Fortran gets autodiff, CUDA runs on AMD, C++26 cuts boilerplate
The team wired LFortran to Enzyme’s LLVM‑level AD, extracting exact gradients from a 220‑line Fortran heat solver and exposing it as a JAX primitive. This lets engineers run gradient‑based optimization on decades‑old simulation code without rewriting, opening ML pipelines to high‑performance scientific models.
rjk::duck is a single‑header C++26 library that leverages static reflection to build type‑erased wrappers with far less boilerplate than Boost.TypeErasure or Folly.Poly. By annotating an interface once, you get owning and non‑owning semantics, vtable generation, and seamless runtime swapping of implementations. It works today on GCC with -std=c++26 -freflection, promising simpler, faster metaprogramming.
sx 2.0 adds a desktop app that uses a shared Dropbox (or other sync folder) as the backend for its AI‑skill package manager. Non‑technical users can drop markdown‑based skills into the folder and, with one click, have them auto‑installed across Claude, Cursor, Copilot, Gemini and more. Teams get versioned, searchable assets without git or terminals.
Spectral Compute’s SCALE compiler translates CUDA code directly to AMD GPUs, delivering up to 6× the performance of AMD’s HIP tools while preserving compatibility with existing CUDA codebases. The toolkit promises vendor‑agnostic deployment, letting developers ship the same binary to Nvidia and AMD accelerators without rewrites.
WorkOS has turned its documentation into a live AI interface using WebMCP, a new web‑standard that lets agents call structured tools directly on a page. By exposing navigation, search, and code samples as callable functions, AI can fetch exact answers without fragile HTML scraping, cutting hallucinations and sync headaches.
Claude's newest tokenizer turns the same TypeScript code into up to 73% more tokens than GPT, inflating the effective cost despite identical list prices. The analysis shows Opus 4.8 and Sonnet 5 charge the same per‑token rates but behave like $7.5/$37.5 for Opus and $4.5/$22.5 for Sonnet after accounting for token bloat. This reshapes budgeting for AI‑assisted development.
Salvatore Sanfilippo argues that with LLMs producing thousands of lines daily, reading every line is futile. Developers should steer design and architecture, using prompts to verify concepts, freeing time for strategy, new features, and quality assurance. Shifting focus boosts impact in an AI‑driven era.
By replacing most of a daily LinkedIn‑posting agent’s natural‑language SOP with a thin Python harness, the author cut token consumption by 94% and latency by 87% while keeping output quality. The trick: use LLMs only for candidate selection and draft generation, handling all deterministic steps in code.
An RL agent learns to write and launch training jobs for smaller models, then gets rewarded when those models improve. The whole pipeline runs on a $1.3k budget, showing meta‑RL can automate parts of the ML workflow without human hand‑crafting. It hints at a future where AI trains AI at scale.
Unmesh Joshi shows how domain‑specific languages act as a concrete contract for large language models, steering them toward precise, maintainable code. By iteratively building a DSL and using the LLM as a natural‑language interface, teams can keep design intent visible and avoid the drift of unchecked code generation.
Peter Gostev’s DOOMQL runs a terminal‑based shooter entirely inside SQLite, using GPT‑5.6 Sol to generate the SQL logic. Each frame is produced by a single query that outputs RGB pixels, proving a database can be a full game engine without graphics libraries. It’s a playful showcase of AI‑assisted, data‑driven game development.
LLM agents aren’t a single feedback cycle; they consist of three nested loops, inference, tool-use, and environment, that together drive autonomy. Understanding each loop clarifies why agents succeed or fail, and gives engineers a blueprint for building more reliable, self‑directed systems.

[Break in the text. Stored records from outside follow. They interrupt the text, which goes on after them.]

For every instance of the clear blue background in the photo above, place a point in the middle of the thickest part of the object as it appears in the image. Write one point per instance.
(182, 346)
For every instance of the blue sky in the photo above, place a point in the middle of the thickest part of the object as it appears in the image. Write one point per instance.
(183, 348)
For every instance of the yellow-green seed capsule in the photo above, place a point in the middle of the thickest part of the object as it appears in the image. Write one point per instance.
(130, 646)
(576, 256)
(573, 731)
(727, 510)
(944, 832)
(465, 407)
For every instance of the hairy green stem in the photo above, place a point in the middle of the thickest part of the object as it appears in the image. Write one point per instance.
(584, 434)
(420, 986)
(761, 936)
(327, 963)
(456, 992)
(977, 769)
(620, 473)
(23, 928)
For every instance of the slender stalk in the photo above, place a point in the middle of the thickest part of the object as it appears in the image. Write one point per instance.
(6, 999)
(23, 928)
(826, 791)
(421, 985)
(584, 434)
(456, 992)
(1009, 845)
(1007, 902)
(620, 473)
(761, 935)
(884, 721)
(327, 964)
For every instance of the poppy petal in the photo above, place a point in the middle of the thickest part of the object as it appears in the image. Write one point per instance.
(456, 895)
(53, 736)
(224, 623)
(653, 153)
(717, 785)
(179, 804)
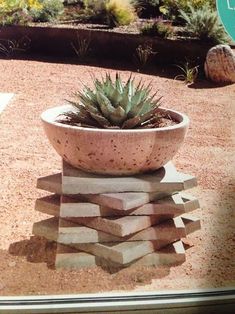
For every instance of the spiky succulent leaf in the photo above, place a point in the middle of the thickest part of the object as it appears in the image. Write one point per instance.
(114, 104)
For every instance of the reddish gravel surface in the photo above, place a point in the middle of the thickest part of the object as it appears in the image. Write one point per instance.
(208, 153)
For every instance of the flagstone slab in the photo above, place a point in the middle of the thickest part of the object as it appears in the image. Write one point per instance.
(120, 226)
(75, 181)
(68, 257)
(70, 232)
(66, 206)
(120, 252)
(51, 183)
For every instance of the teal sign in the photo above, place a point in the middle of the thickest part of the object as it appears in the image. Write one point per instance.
(226, 9)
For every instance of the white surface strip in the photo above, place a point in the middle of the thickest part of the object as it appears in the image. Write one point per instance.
(4, 100)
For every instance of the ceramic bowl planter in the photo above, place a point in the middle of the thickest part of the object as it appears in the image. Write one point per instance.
(112, 151)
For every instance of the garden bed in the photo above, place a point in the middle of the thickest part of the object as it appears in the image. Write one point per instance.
(104, 44)
(27, 155)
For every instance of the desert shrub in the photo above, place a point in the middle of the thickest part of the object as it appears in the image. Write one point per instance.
(49, 11)
(147, 8)
(111, 12)
(171, 8)
(120, 12)
(143, 55)
(203, 24)
(157, 28)
(188, 74)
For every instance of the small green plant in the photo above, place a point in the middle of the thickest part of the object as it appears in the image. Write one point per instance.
(157, 28)
(189, 73)
(110, 12)
(203, 24)
(119, 12)
(143, 54)
(49, 11)
(147, 8)
(81, 47)
(9, 48)
(113, 104)
(171, 8)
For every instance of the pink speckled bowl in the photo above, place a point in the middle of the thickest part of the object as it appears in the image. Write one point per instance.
(116, 152)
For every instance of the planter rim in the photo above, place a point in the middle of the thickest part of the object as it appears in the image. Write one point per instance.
(55, 111)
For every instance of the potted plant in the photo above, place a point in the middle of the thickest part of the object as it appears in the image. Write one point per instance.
(116, 129)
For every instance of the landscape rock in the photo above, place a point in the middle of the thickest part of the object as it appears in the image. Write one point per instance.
(220, 64)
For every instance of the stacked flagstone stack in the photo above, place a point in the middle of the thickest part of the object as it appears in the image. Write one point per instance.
(117, 221)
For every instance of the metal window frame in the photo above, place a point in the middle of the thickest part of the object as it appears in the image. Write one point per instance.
(172, 302)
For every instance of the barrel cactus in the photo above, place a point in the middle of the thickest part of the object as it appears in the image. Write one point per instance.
(113, 104)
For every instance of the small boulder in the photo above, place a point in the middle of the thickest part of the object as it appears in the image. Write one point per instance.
(220, 64)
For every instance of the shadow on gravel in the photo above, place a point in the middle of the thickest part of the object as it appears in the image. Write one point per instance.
(36, 250)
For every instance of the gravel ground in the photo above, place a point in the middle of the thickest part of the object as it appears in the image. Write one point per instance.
(208, 153)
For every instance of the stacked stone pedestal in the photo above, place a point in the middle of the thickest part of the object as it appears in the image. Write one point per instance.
(117, 221)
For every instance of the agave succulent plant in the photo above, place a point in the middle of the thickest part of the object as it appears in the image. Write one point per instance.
(113, 104)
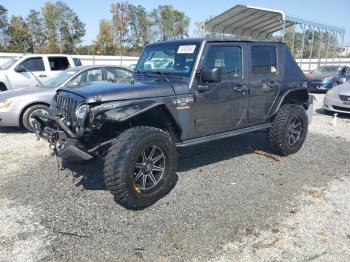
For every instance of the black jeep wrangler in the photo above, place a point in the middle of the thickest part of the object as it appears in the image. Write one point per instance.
(184, 93)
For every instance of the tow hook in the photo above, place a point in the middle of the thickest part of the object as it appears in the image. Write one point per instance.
(52, 149)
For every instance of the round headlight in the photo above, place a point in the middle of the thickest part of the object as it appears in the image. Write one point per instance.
(82, 111)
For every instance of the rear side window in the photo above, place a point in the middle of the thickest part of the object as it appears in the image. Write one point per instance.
(58, 63)
(77, 61)
(89, 76)
(263, 60)
(226, 57)
(34, 64)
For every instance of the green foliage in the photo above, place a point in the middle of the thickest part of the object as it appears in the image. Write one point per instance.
(65, 30)
(19, 35)
(105, 38)
(170, 23)
(3, 28)
(37, 31)
(58, 29)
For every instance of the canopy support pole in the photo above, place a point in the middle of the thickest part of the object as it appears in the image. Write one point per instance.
(320, 48)
(311, 48)
(302, 46)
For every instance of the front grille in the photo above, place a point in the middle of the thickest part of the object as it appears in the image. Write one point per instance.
(344, 98)
(340, 108)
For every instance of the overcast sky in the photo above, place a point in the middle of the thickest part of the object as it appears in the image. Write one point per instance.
(336, 13)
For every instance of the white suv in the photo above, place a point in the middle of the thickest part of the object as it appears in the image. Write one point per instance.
(24, 71)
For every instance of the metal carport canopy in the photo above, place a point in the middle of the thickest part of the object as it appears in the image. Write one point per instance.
(256, 22)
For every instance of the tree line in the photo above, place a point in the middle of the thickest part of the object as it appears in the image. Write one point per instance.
(56, 28)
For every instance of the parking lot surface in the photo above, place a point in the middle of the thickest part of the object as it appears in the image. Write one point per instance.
(229, 204)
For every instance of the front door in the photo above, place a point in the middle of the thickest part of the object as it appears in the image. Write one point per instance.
(223, 105)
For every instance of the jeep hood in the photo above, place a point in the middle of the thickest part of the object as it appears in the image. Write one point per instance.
(107, 91)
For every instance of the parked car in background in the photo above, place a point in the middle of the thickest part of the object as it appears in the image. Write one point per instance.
(326, 77)
(132, 66)
(17, 106)
(337, 99)
(185, 92)
(24, 72)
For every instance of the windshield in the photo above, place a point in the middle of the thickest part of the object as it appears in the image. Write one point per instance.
(327, 69)
(171, 58)
(62, 77)
(8, 63)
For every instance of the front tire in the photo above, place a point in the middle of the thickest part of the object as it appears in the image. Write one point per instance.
(140, 167)
(27, 115)
(289, 129)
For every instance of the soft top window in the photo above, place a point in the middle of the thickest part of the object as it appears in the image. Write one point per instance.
(263, 60)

Using a DIY light‑sensor rig, the author measured end‑to‑end input latency across X11, Wayland, variable‑refresh‑rate (VRR) displays and the DXVK low‑latency fork. Wayland consistently outperformed X11, while VRR helped only when frame times fluctuated and the DXVK pacer showed modest gains in uncapped scenarios. The data debunks the myth that Wayland is slower for gamers.
Loop engineering is the practice of building autonomous AI-driven workflows that replace manual prompting. It originated from high‑profile AI teams and now powers tasks like automated PR triage and nightly test babysitting, but token costs and drift limit its adoption. Understanding its trade‑offs helps engineers decide if the hype translates into lasting productivity gains.